Finally, in advance of the validation performed internally in the data, the model needs external validation to confirm the transportability of the results to all AYAs with BC [28]. In this respect, work is already ongoing to externally validate the model in similar cohorts of AYA BC survivors in six different areas of Italy (Veneto, Friuli-Venezia-Giulia, Tuscany, the Apulia regions, and two Sicilian provinces). Moreover, the plan is to extend this work to four additional European countries thanks to a pilot study nested in an international Joint Action, namely, The Innovative Partnership for Action Against Cancer Joint Action and Joint Action PreventNCDs.

5. Conclusions

It is expected that further improvement in the interpretability of the BN model will be obtained while enriching it with more clinical and biological variables. Additional information on both treatments (e.g., drugs and doses) and lifestyle risk factors (i.e., body mass index, systolic pressure, cholesterol levels, and smoking) has already been collected for the CBC. In addition, in the ROSANNA project, a work package is analyzing preoperative circulating microRNAs to identify those associated with CVDs in patients treated in the NeoALTTO trial (NCT00553358) [29]. The circulating microRNA(s) identified in this dataset will be confirmed on independent case series collected in the prospective phase II NeoGENE trial (as the testing dataset), a multicenter, academic Italian study aimed at profiling HER2-positive tumor tissues before and after conventional trastuzumab-based therapy with the aim of studying tumor tissue and the plasma biomarkers of the response to treatment. Finally, the results will be validated using RWD extracted from a single-institution clinical cohort at the INT. The feasibility of the integration of microRNA results will also be assessed during the last year of the project (2025).
To conclude, in this paper, we propose an effective and innovative AI approach that makes it possible to compensate for data scarcity to overcome the missing-not-at-random and selection bias issues, also combining domain knowledge together with data gathered from different cohorts. This work could be a useful use case for all researchers dealing with RWD and rare events who aim at identifying and causally explaining the long-term outcomes in chronic patients.

Supplementary Materials

The following supporting information can be downloaded at https://www.mdpi.com/article/10.3390/cancers16213643/s1, Table S1: Algorithms used to retrieve patients’ information in the administrative databases; Table S2: Absolute (N) and relative (%) distributions of the patients included in the analysis, by cohort type; Figure S1: Flow chart followed for the model development.

Author Contributions

Conceptualization, A.B. (Alice Bernasconi) and A.T.; data curation, A.B. (Alice Bernasconi), A.Z., M.C.D.S., E.L.R., P.B., I.C. and The Ada Working Group; formal analysis, A.B. (Alice Bernasconi); funding acquisition, S.D.C. and A.T.; investigation, A.B. (Alice Bernasconi) and A.T.; methodology, A.B. (Alice Bernasconi), A.Z., P.J.F.L., M.S. and F.S.; project administration, A.T.; resources, A.T.; software, A.Z., M.S. and F.S.; supervision, F.S.; writing—original draft, A.B. (Alice Bernasconi) and A.T.; writing—review and editing, A.B. (Alice Bernasconi), A.Z., P.J.F.L., M.S., S.D.C., M.C.D.S., E.L.R., P.B., I.C., P.V. (Paolo Verderio), C.M.C., S.P., A.B. (Adriana Blanda), P.P., P.V. (Paola Vallerio), F.S. and A.T. All authors have read and agreed to the published version of the manuscript.

Funding

The research leading to these results has received funding from AIRC under IG 2020—ID. 24864—P.I. Trama Annalisa.
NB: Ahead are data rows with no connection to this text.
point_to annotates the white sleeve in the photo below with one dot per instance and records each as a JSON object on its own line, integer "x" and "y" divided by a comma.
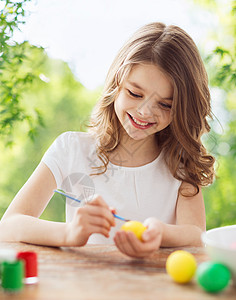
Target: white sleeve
{"x": 57, "y": 157}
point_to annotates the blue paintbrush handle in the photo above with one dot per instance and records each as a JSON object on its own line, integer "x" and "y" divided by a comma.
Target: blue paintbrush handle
{"x": 72, "y": 198}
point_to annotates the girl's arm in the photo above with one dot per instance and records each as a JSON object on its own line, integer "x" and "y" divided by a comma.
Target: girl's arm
{"x": 190, "y": 223}
{"x": 20, "y": 222}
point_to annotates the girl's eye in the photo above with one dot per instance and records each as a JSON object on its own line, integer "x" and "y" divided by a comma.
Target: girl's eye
{"x": 134, "y": 95}
{"x": 165, "y": 105}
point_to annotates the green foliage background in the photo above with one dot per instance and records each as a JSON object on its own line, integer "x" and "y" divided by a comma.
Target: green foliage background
{"x": 41, "y": 98}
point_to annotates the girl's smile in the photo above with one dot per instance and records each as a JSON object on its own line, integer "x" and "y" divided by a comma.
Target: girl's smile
{"x": 143, "y": 105}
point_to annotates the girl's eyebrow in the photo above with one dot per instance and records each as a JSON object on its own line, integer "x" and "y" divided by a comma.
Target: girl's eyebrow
{"x": 139, "y": 87}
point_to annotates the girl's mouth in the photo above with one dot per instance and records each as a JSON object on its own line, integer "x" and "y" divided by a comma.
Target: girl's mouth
{"x": 138, "y": 123}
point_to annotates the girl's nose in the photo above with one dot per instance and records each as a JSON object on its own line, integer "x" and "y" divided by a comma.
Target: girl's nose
{"x": 145, "y": 108}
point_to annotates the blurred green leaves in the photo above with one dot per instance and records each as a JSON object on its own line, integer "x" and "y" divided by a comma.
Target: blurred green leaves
{"x": 220, "y": 198}
{"x": 17, "y": 72}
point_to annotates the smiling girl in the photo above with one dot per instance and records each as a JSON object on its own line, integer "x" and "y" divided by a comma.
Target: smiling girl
{"x": 142, "y": 155}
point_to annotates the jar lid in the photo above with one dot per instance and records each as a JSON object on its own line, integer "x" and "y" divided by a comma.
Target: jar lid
{"x": 31, "y": 264}
{"x": 7, "y": 255}
{"x": 12, "y": 275}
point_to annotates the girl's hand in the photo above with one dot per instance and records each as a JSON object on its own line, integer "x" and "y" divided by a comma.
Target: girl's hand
{"x": 128, "y": 243}
{"x": 94, "y": 217}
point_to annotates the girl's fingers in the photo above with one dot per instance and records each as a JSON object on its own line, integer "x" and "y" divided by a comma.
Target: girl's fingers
{"x": 98, "y": 200}
{"x": 98, "y": 221}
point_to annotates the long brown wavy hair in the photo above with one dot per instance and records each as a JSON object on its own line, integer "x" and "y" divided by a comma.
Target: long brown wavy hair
{"x": 173, "y": 50}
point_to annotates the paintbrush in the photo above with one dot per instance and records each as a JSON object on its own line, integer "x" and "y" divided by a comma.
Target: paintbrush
{"x": 72, "y": 198}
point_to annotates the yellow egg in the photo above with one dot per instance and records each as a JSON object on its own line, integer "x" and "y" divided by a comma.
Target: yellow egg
{"x": 181, "y": 266}
{"x": 136, "y": 227}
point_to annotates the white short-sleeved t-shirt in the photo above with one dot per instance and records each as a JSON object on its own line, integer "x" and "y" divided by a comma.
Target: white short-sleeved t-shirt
{"x": 136, "y": 193}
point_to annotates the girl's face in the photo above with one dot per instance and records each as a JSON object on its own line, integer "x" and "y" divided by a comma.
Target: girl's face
{"x": 143, "y": 105}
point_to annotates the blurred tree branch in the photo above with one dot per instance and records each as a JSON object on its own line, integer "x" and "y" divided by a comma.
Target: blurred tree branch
{"x": 16, "y": 73}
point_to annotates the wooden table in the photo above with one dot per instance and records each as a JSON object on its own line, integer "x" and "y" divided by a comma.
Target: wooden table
{"x": 102, "y": 272}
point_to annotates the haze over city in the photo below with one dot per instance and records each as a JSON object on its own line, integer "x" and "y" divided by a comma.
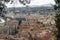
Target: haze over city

Institutional Review Board Statement

This study was conducted in accordance with the Declaration of Helsinki, and it was approved by the Institutional Review Board (or Ethics Committee) of Fondazione IRCCS Istituto Nazionale dei Tumori, study protocol number INT 0083/21.

Informed Consent Statement

Patient consent was waived due to the retrospective nature of the study.

Data Availability Statement

Upon paper publication, a .net version of the model and the source code of the desktop application will be uploaded in a dedicated repository accessible via a web URL (https://github.com/madlabunimib/cardiovascular-diseases), together with a user manual, to allow readers to freely download them. Further requests for data sharing can be made to the corresponding author.

Acknowledgments

This study was previously presented at the European Network of Cancer Registries/International Association of Cancer Registries (ENCR-IACR) Combined Annual Conference, 14–17 November 2023, Granada, Spain, where it was awarded the Enrico Anglesio prize by the Fondo Elena Moroni and IACR.

Conflicts of Interest

Author Alessio Zanga was employed by the company F. Hoffmann—La Roche Ltd. The remaining authors declare that the research was conducted in the absence of any commercial or financial relationships that could be construed as a potential conflict of interest.

References

  1. Bhinder, B.; Gilvary, C.; Madhukar, N.S.; Elemento, O. Artificial Intelligence in Cancer Research and Precision Medicine. Cancer Discov. 2021, 11, 900–915. [Google Scholar] [CrossRef] [PubMed]
  2. Chen, H.; Ouyang, D.; Baykaner, T.; Jamal, F.; Cheng, P.; Rhee, W.J. Artificial intelligence applications in cardio-oncology: Leveraging high dimensional cardiovascular data. Front. Cardiovasc. Med. 2022, 9, 941148. [Google Scholar] [CrossRef] [PubMed]
  3. Lucas, P.J.; van der Gaag, L.C.; Abu-Hanna, A. Bayesian networks in biomedicine and healthcare. Artif. Intell. Med. 2004, 30, 201–214. [Google Scholar] [CrossRef] [PubMed]
  4. Scutari, M. Bayesian network models for incomplete and dynamic data. Stat. Neerl. 2020, 74, 397–419. [Google Scholar] [CrossRef]
  5. Bareinboim, E.; Pearl, J. Causal inference and the data-fusion problem. Proc. Natl. Acad. Sci. USA 2016, 113, 7345–7352. [Google Scholar] [CrossRef] [PubMed]
  6. Pearl, J. From Bayesian Networks to Causal Networks. In Mathematical Models for Handling Partial Knowledge in Artificial Intelligence; Coletti, G., Dubois, D., Scozzafava, R., Eds.; Springer: New York, NY, USA, 1995; pp. 157–182. [Google Scholar] [CrossRef]
  7. Barr, R.D.; Ferrari, A.; Ries, L.; Whelan, J.; Bleyer, A.W. Cancer in adolescents and young adults: A narrative review of the current status and a view of the future. JAMA Pediatr. 2016, 170, 495–501. [Google Scholar] [CrossRef]
  8. Trama, A.; Botta, L.; Stiller, C.; Visser, O.; Cañete-Nieto, A.; Spycher, B.; Bielska-Lasota, M.; Katalinic, A.; Vener, C.; Innos, K.; et al. Survival of European adolescents and young adults diagnosed with cancer in 2010–2014. Eur. J. Cancer 2024, 202, 113558. [Google Scholar] [CrossRef]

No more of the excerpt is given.